Once I know that a successful connection is made to the web page, I can take advantage of the structure of the URL.

In the URL shown below, the only portion that changes from each Football Season is the year. When I first checked the connection, the year was 2018 (highlighted in red and in bold format below). To retrieve the same information going back 15 seasons, I simply change the season number to 2004!

I create a simple for loop to iterate through a list of years from 2004 until 2018 to retrieve the income figures from each year. (remember the last number 2019 is excluded from the list)

Within this for loop, the three pieces of information I required are found within span tags with the class ‘greentext’ as shown below.

To retrieve these figure, I find the first wrapper with all this information, using the soup.find method and save the result into a variable called grouped_data.

I then use the find_all method on the grouped_data to find all the span tags with a class of ‘greentext’. As the find_all method returns a list-like object, I can index this list to retrieve the values I require, i.e [0] for the first element in the list points to ‘Income’ for the season (see the github gist below).

I need to remove the space, euro symbol and the periods within the number in order to convert the value to a floating point number for numerical based analysis later on.
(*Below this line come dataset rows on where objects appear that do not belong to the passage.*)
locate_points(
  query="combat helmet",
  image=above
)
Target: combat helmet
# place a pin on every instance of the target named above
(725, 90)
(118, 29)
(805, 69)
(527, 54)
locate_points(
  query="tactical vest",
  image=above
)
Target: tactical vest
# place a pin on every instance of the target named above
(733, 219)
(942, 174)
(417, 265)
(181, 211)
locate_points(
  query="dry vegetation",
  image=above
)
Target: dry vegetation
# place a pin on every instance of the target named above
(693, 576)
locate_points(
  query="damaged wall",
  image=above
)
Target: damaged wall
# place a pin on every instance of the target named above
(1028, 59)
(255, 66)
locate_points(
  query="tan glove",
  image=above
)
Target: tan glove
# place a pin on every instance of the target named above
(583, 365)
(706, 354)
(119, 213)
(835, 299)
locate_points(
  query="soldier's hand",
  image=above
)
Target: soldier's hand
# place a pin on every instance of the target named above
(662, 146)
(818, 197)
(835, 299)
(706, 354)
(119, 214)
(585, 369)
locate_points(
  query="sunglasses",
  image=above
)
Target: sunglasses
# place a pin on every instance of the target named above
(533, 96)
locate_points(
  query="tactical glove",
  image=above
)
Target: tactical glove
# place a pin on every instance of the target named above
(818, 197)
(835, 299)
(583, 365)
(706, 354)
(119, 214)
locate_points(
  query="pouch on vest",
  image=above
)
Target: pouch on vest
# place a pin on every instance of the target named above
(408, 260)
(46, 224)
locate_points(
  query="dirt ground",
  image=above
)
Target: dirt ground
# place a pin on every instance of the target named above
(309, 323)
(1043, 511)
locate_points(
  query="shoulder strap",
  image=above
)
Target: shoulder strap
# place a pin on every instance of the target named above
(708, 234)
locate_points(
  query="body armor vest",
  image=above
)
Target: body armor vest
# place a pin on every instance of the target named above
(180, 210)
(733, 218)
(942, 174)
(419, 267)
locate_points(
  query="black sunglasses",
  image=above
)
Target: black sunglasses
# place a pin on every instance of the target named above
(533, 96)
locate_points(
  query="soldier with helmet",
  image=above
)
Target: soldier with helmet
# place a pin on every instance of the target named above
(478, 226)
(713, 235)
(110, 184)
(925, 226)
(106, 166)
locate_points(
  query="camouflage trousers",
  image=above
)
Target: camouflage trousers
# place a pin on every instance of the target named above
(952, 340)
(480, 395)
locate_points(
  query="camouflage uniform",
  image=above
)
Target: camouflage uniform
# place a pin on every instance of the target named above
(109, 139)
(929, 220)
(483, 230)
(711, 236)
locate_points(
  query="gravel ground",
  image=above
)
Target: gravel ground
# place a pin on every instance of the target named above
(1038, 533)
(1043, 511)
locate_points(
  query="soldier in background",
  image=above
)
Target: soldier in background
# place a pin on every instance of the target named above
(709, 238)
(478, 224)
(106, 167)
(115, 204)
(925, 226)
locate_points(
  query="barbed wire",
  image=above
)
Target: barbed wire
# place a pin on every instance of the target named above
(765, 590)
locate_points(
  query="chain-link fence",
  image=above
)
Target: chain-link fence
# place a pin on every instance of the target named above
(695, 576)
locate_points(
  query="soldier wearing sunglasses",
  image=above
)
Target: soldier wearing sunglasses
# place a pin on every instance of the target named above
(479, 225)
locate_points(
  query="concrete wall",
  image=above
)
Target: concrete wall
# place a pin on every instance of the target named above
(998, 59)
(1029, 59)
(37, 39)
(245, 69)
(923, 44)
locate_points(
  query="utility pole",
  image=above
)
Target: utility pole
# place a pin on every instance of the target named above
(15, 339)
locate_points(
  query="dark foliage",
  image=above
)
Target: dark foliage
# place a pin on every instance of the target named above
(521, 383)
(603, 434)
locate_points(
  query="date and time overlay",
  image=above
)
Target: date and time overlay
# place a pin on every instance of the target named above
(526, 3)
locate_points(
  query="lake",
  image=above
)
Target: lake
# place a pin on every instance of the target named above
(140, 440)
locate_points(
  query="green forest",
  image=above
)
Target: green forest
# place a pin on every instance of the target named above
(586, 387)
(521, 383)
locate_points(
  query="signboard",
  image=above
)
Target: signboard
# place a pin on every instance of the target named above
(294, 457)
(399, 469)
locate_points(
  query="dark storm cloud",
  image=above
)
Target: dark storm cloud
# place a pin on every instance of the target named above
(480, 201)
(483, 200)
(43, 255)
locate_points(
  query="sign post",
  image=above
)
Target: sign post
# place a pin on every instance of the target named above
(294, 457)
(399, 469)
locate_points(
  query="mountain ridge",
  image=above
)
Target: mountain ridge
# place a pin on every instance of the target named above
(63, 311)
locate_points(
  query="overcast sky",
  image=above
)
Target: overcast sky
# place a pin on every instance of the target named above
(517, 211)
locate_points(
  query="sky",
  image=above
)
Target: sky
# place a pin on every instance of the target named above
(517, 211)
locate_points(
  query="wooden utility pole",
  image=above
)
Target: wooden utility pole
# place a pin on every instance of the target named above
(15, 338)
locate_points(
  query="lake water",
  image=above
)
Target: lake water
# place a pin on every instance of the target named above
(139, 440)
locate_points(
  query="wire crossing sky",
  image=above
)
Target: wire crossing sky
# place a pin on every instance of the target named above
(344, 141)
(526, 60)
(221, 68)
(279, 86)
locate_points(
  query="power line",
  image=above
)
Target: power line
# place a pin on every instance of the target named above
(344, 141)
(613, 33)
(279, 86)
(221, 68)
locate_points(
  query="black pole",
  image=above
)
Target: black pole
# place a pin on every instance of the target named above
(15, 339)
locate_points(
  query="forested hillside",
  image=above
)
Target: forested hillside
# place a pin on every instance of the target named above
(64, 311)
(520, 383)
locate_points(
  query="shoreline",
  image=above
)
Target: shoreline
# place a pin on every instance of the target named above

I also multiply each value returned by 0.89 as that is the current (13/06/2019) exchange rate between Euros and Pound Sterling and I would like the results in the DataFrame to be in Pound Sterling.

With each year (each iteration of my for loop), I append the data to appropriately labelled lists, i.e. income_per_player_list.

Once all iterations are complete, I create a DataFrame using the pd.DataFrame method (it is required to import the pandas module into the script), and write it to a CSV file.

I then read the DataFrame in;

Income2004_18_df = pd.read_csv(‘Income_euro_to_pounds.csv’)

This enables us to begin drawing conclusions:

(Bar-plots produced in using Python’s Seaborn Library)

We can see a steady climb in transfer income per player received each Season with the exception of 2018. Interestingly, this change mirrors the Premier League TV rights deal signed in 2016. More money is now in the game than ever before. This enables higher transfer fees to be paid for players and a corresponding rise in average income per player for each season for the Football clubs!

Sky and BT Sport have paid a record £5.136bn for live Premier League TV rights for three seasons from 2016–17.

Conclusion

This example tutorial has demonstrated how to perform a multiple page Webscrape and transform the data into a Pandas DataFrame amenable for analysis.

Essentially, we have thrown out our web browser and surfed the web to extract the information we require using the Python Program!